By Ted Smith
Under pressure from a new wave of cannabis dispensaries, Victoria City council will decide Thursday whether to shut them down, regulate them or simply do nothing and hope the situation will somehow take care of itself. Last Tuesday in Vancouver, city council voted in favour of opening a public hearing into a new licensing scheme in an attempt to deal with the over 80 dispensaries that suddenly appeared all over. The federal government reacted quickly to Vancouver’s move towards regulating dispensaries, saying these illegal storefronts normalize cannabis and give youth the wrong message. Conservatives will likely express similar outrage at Victoria for considering such an option..
In a report to the Governance and Priorities Committee, director of Legislative and Regulatory Services Rob Woodland outlines the three options for council, though some details appear to be left out. In particular, the assessment of the impacts of raiding all of these organizations is very lacking, as this would cause a huge public backlash and cost the government a great deal in police and legal costs. When describing the history of Victoria city council and medical cannabis, Woodland forgot to mention a letter written to Health Canada in 2006 in which they state “…adequate production and distribution channels do not appear to be in place.”
Neither the old Medical Marijuana Access Regulations nor the new Marijuana for Medical Purposes Regulations allow for the legal sale of cannabis in a storefront operation. Under the MMPR only mail order is legal. Neither program allows patients to use cannabis derivatives, but that has been taken to the Supreme Court of Canada by the VCBC after its baker, Owen Smith, was arrested in 2009. A decision in that case is expected this summer.
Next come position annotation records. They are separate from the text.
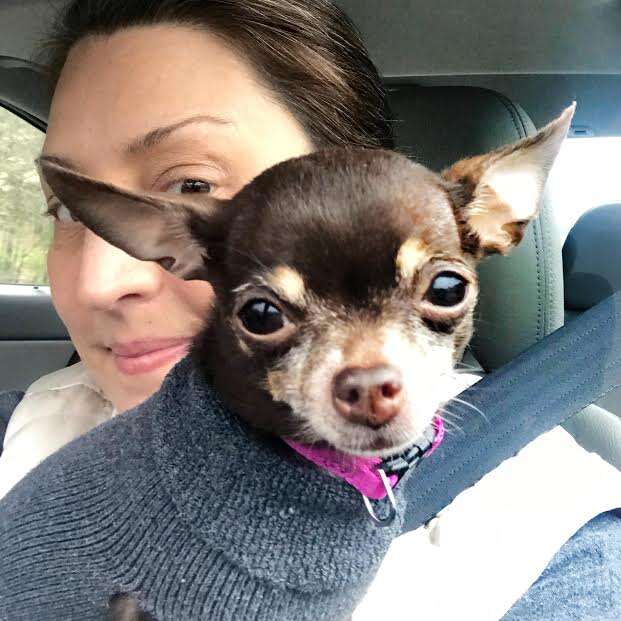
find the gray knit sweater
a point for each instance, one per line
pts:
(200, 516)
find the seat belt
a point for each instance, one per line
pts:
(551, 381)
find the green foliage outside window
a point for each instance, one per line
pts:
(25, 233)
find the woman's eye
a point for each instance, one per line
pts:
(447, 289)
(261, 317)
(190, 186)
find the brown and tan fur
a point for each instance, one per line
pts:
(348, 249)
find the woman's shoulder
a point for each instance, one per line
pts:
(9, 400)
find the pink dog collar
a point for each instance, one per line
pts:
(363, 473)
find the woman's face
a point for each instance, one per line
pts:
(154, 108)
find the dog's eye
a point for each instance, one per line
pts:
(261, 317)
(447, 289)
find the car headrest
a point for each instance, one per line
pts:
(592, 258)
(521, 295)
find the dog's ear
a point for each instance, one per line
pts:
(496, 195)
(177, 231)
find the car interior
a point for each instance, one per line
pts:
(463, 78)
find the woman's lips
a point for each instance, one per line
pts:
(144, 356)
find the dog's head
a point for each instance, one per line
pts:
(345, 279)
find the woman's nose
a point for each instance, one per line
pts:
(109, 276)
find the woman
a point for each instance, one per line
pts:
(182, 96)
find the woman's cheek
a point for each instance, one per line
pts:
(63, 267)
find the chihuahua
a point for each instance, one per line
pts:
(345, 279)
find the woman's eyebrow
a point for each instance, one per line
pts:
(157, 135)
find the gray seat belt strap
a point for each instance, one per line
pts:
(551, 381)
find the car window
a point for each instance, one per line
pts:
(585, 176)
(24, 232)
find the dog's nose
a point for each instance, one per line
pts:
(370, 397)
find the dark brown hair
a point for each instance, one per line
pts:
(307, 52)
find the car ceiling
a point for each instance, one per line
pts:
(542, 54)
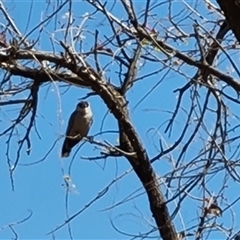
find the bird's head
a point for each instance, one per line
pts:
(83, 106)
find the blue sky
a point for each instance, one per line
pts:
(39, 188)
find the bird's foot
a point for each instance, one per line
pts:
(90, 138)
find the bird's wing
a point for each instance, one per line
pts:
(70, 124)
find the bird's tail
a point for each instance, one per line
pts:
(67, 146)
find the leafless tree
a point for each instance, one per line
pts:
(187, 50)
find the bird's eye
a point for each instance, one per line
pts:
(83, 104)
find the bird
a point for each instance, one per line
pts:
(78, 127)
(212, 207)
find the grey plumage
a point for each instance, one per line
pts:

Complaints to police and bylaw have generated so many problems for city staff that the status quo does not seem acceptable. While police and bylaw officers have shown considerable restraint by allowing a handful or organizations like the Victoria Cannabis Buyers Club to operate for years, the almost overnight explosion of clubs in B.C. is forcing a showdown between the federal government and municipalities.
If the council moves forward with regulations there are several areas they will focus on. Regulations will outline specific details on signage, security measures, record keeping, hours of operation, nuisance control requirements and keeping youth from the building. A sizable business license fee similar to the $30,000 charge Vancouver is considering is also expected. Other possible limitations include distance to schools, community centers and each other, stricter rules on edible products and criminal record checks, which have been included in the proposed Vancouver regulations.
Clubs are expected to work together with the Canadian Association of Medical Cannabis Dispensaries, a group formed a few years ago anticipating this evolution of policy. Meetings of CAMCD have already been held in Vancouver with more expected in Victoria and other regions with multiple clubs. Though these clubs have not traditionally worked together it has become clear to everyone working in this emerging industry that we must work together as much as possible to achieve the best results for patients.
In response to these recent activities, Sensible BC is directing concerned citizens to contact Rona Ambrose, Minister Responsible for Health Canada, during the week of May 11-15. Patients from across the country are expected to blast the federal government for trying to close these valuable community resources. Other actions intended to support the existence of storefront operations are expected soon, as this is certain to be an issue in the coming fall federal election.